Quantitative imaging of intact cardiac tissue using remote focusing microscopy
Corbett AD., Burton RAB., Bub G., Wilson T.
© 2015 SPIE. Remote focussing microscopy offers many advantages when acquiring volumetric data from living tissue. The all-optical means of refocussing does not agitate the specimen by moving either the stage or imaging objective. Aberration compensated imaging extends over volumes as large as 450 μm × 450 μm × 200 μm (X, Y and Z) allowing data to be collected from hundreds of cells. The speed with which refocussing can be achieved is limited only by the mechanical movement of a small (2 mm diameter) mirror. Using a pair of oblique imaging planes to rapidly acquire ( < 200ms) depth information temporally freezes residual tissue motion in the arrested heart.

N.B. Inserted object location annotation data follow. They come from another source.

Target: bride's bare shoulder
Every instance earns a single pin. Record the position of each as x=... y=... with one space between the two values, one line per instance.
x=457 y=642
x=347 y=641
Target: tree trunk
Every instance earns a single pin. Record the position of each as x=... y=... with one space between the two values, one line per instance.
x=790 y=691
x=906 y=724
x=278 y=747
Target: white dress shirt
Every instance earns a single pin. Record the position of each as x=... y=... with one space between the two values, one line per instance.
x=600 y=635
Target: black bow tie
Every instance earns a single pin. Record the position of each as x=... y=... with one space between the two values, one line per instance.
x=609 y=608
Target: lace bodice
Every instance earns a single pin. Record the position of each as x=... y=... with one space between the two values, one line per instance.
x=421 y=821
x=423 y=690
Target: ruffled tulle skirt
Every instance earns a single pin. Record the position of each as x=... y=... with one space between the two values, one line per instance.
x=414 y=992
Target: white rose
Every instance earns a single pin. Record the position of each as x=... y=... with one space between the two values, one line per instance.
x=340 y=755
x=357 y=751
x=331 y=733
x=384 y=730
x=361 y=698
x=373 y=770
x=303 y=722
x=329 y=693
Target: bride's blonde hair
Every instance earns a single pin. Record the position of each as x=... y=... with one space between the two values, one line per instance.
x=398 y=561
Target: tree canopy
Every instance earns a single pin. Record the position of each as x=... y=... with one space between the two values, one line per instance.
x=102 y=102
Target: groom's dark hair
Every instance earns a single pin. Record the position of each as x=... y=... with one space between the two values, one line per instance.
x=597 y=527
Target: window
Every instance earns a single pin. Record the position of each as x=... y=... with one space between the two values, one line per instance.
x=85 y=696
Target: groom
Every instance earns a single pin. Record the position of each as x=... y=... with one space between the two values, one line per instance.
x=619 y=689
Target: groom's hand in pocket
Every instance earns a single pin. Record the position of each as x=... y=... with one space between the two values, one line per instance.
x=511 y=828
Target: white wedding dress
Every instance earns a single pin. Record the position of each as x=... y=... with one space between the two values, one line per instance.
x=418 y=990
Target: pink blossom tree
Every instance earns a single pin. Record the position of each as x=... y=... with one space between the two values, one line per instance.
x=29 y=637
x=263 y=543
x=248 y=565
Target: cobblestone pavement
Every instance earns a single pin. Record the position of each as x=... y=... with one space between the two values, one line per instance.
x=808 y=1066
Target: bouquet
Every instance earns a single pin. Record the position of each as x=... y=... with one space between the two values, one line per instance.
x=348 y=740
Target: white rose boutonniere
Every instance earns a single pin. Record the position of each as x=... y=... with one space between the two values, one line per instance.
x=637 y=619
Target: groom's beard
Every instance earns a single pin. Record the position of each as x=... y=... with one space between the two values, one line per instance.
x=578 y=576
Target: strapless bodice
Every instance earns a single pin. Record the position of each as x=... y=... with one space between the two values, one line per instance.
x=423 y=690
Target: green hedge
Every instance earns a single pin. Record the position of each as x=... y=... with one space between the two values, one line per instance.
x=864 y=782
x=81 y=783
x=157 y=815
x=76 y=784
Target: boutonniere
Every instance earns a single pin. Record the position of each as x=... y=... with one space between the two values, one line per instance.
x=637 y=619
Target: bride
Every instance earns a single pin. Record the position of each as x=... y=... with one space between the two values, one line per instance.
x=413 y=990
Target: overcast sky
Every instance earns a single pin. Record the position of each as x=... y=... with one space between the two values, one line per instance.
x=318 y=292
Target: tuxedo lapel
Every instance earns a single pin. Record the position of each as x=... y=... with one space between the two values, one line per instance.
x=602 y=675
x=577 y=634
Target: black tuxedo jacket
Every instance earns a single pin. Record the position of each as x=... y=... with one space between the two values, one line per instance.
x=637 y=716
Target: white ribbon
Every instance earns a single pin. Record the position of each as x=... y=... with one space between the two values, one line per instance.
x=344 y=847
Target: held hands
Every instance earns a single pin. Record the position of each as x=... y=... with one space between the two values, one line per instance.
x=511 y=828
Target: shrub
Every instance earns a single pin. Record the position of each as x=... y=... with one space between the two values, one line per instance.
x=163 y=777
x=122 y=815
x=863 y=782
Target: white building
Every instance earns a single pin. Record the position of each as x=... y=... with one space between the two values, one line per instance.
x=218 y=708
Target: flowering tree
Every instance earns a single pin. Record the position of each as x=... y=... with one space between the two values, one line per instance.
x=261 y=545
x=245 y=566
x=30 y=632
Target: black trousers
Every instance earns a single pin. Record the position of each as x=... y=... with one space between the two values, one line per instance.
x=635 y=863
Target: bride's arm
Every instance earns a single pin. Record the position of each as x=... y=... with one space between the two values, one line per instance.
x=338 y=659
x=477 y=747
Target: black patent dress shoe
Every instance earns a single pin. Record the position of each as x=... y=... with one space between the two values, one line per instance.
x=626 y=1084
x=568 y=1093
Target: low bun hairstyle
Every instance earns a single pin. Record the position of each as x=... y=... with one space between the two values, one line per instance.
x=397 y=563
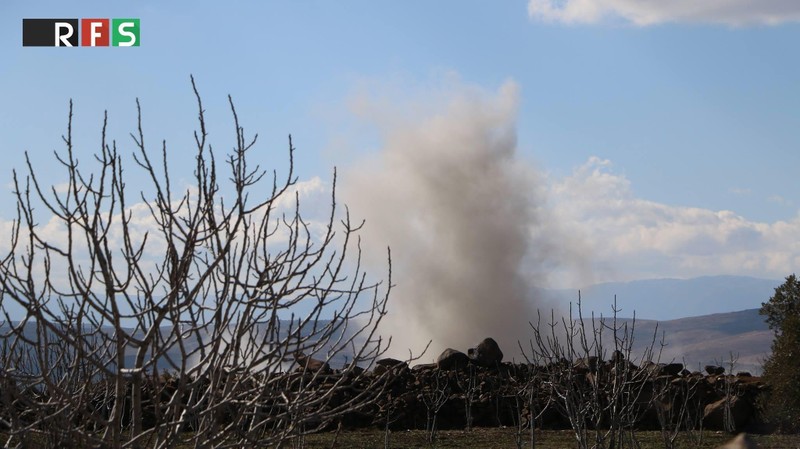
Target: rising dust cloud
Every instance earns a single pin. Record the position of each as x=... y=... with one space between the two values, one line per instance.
x=465 y=218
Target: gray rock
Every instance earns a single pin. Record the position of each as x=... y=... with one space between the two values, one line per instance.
x=486 y=353
x=451 y=359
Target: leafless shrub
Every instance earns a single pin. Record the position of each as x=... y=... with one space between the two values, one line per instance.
x=182 y=331
x=589 y=374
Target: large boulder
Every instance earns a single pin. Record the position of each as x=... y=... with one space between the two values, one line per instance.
x=451 y=359
x=740 y=442
x=486 y=353
x=307 y=363
x=389 y=364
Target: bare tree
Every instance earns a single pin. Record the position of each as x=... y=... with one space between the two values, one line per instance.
x=434 y=397
x=602 y=394
x=181 y=329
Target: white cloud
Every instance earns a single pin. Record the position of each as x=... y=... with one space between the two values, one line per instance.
x=633 y=238
x=651 y=12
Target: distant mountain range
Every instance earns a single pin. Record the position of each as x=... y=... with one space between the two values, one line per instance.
x=668 y=299
x=704 y=320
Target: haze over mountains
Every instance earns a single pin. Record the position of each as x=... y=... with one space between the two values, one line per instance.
x=669 y=299
x=704 y=320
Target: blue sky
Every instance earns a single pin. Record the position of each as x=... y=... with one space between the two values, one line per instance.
x=666 y=137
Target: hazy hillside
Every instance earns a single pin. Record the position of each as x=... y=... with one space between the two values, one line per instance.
x=667 y=299
x=712 y=339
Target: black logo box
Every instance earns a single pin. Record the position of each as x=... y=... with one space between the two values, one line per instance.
x=42 y=32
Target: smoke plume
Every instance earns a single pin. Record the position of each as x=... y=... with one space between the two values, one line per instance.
x=464 y=216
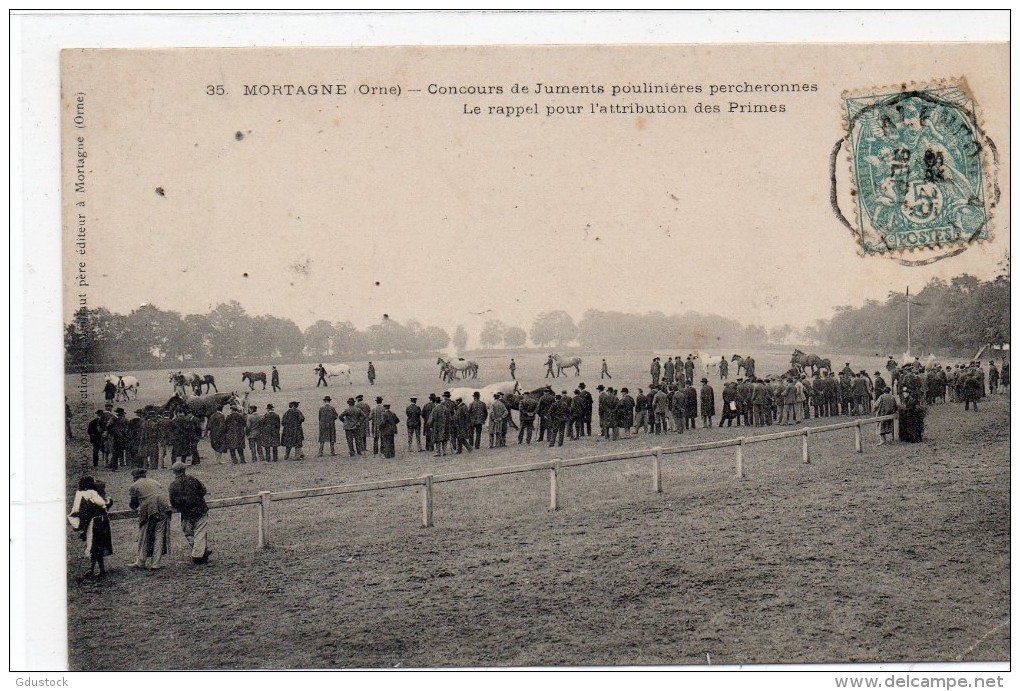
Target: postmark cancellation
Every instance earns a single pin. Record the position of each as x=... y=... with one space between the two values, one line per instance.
x=921 y=169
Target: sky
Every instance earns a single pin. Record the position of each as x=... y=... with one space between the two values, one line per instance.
x=348 y=208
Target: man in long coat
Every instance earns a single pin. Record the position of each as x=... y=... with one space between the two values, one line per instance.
x=426 y=412
x=413 y=415
x=707 y=403
x=439 y=425
x=388 y=432
x=327 y=426
x=366 y=415
x=477 y=413
x=498 y=416
x=182 y=433
x=353 y=417
x=376 y=421
x=464 y=428
x=234 y=435
x=252 y=426
x=151 y=501
x=294 y=434
x=269 y=434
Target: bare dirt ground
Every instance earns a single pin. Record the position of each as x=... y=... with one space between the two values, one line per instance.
x=898 y=554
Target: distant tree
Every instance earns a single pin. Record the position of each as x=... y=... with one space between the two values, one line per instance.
x=556 y=327
x=492 y=333
x=232 y=331
x=432 y=339
x=514 y=337
x=755 y=335
x=460 y=338
x=318 y=339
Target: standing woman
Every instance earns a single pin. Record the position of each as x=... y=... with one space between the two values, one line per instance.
x=89 y=516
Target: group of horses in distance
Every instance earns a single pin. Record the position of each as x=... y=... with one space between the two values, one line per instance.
x=451 y=371
x=181 y=382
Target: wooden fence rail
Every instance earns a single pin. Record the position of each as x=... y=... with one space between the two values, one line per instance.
x=264 y=499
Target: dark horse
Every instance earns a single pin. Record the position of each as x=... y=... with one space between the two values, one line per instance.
x=200 y=407
x=252 y=377
x=198 y=381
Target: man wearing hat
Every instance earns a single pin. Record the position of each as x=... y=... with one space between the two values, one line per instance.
x=388 y=432
x=477 y=413
x=376 y=421
x=327 y=426
x=95 y=430
x=253 y=425
x=366 y=413
x=148 y=445
x=462 y=435
x=426 y=413
x=439 y=424
x=269 y=434
x=188 y=496
x=293 y=436
x=116 y=430
x=655 y=371
x=559 y=414
x=352 y=418
x=413 y=415
x=575 y=429
x=149 y=498
x=545 y=403
x=589 y=409
x=234 y=435
x=498 y=415
x=603 y=412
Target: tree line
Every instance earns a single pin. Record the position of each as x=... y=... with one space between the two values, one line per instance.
x=153 y=336
x=957 y=315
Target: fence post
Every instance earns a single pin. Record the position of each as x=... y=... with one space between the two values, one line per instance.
x=426 y=503
x=263 y=519
x=554 y=472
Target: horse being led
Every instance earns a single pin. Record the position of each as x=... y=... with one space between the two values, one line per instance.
x=124 y=385
x=198 y=381
x=251 y=378
x=450 y=369
x=327 y=372
x=562 y=363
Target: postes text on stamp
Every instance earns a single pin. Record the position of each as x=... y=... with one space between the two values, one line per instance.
x=919 y=169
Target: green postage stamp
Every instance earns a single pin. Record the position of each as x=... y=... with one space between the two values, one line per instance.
x=921 y=168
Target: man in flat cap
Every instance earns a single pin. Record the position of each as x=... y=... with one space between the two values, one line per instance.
x=188 y=496
x=293 y=436
x=413 y=416
x=376 y=420
x=327 y=426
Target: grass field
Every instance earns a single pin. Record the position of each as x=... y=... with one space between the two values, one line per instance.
x=901 y=553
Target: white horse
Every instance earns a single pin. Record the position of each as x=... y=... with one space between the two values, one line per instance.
x=124 y=384
x=330 y=371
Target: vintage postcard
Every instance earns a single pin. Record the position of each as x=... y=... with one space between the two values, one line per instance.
x=504 y=356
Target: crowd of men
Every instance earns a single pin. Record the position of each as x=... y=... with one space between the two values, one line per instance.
x=672 y=403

This paper discusses the progress of remote focussing microscopy from a novel imaging technique to a reliable tool in the life sciences. Specifically, we describe recent efforts to achieve the accurate calibration of both distance and orientation within the imaging volume. Using a laser machined fluorescent specimen it is possible to identify, with high sensitivity, small ( < 1%) depth-dependent magnification changes which are a linear function of axial misalignment of the imaging objective. The sensitivity of the calibration procedure limits distortion to < 1 μm over the entire imaging volume. This work finds direct application in identifying the microscopic effects of chronic disease in the living heart.